Tanpa memberi kesempatan Elina untuk menolak atau melawan, Akram menarik Elina melewati ambang pintu lalu menutup pintu itu dengan cepat di belakang mereka.

Elina langsung terpaku, kakinya seolah beku, tidak berani melangkah lebih jauh ke tengah ruangan. Matanya memindai pemandangan yang terbentang di depannya, menampilkan ruangan yang sangat luar seperti gambaran bagian dalam apartemen modern mewah yang semula hanya bisa dilihat oleh Elina di majalah majalah atau iklan properti yang tidak sengaja muncul di website yang dia kunjungi melalui ponselnya.

Berkebalikan dengan nuansa kastil di lantai satu dan dua yang tampak seperti muncul dari abad pertengahan, lantai tiga ini tampak begitu modern, dengan gaya perabotan minimalis dan berbagai peralatan digital yang tampak sangat canggih bertebaran di seluruh ruangan.

Ruangan yang tertampil di depan matanya ini sangat luas. Sepertinya, Akram menggunakan seluruh bagian lantai di tingkat tiga kastil besar ini secara penuh untuk membangun sarang pribadi yang disesuaikan dengan seleranya.

Seluruh perabotannya dan tampilan ruangan ini seolah mencerminkan jiwa Akram yang gelap dan kelam, bernuansa hitam gelap, berpadu dengan dinding dan karpet tebal dengan gradasi lapisan warna abu-abu yang mendominasi.

"Kastil ini terletak di sebuah pulau yang jauh berada di tengah laut." Akram melangkah menjauh sedikit dan kemudian membalikkan tubuh dengan santai, bersedekap, menatap Elina dengan pandangan tajam, mengawasi dengan tatapan menilai yang tak ditutup tutupi.
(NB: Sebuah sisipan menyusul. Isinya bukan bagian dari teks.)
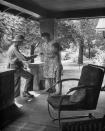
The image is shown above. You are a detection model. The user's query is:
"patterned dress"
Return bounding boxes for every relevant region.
[41,42,60,78]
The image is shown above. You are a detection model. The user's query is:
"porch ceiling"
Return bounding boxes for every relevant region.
[0,0,105,19]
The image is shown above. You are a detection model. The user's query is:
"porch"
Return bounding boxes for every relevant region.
[2,63,105,131]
"Aku sudah memperingatkan kepadamu bahwa kau tidak memiliki kesempatan untuk melarikan diri di sini. Daratan terdekat terletak sangat jauh dan memerlukan perjalanan satu hari penuh jika kau menggunakan kapal dan hanya ada satu kapal yang datang dan pergi setiap satu bulan sekali untuk mengirimkan persediaan makanan dan bahan kebutuhan pulau ini. Lupakan untuk menyelinap ke kapal itu karena kuyakinkan kepadamu, bahwa penjagaannya sangat ketat. Kau juga harus tahu bahwa pantai yang mengelilingi pulau ini kadang-kadang digunakan sebagai tempat berjemur buaya air asin yang berukuran sangat besar. Jangan lupakan keberadaan hiu di tengah lautan yang siap memangsamu kalau kau berani-beraninya mencelupkan kakimu ke dalam air laut. Jika kau takut darah dan tidak ingin dimangsa hidup hidup dengan cara yang sangat menyakitkan, aku sarankan kau untuk tidak menyentuhkan kakimu ke garis pantai pulau ini."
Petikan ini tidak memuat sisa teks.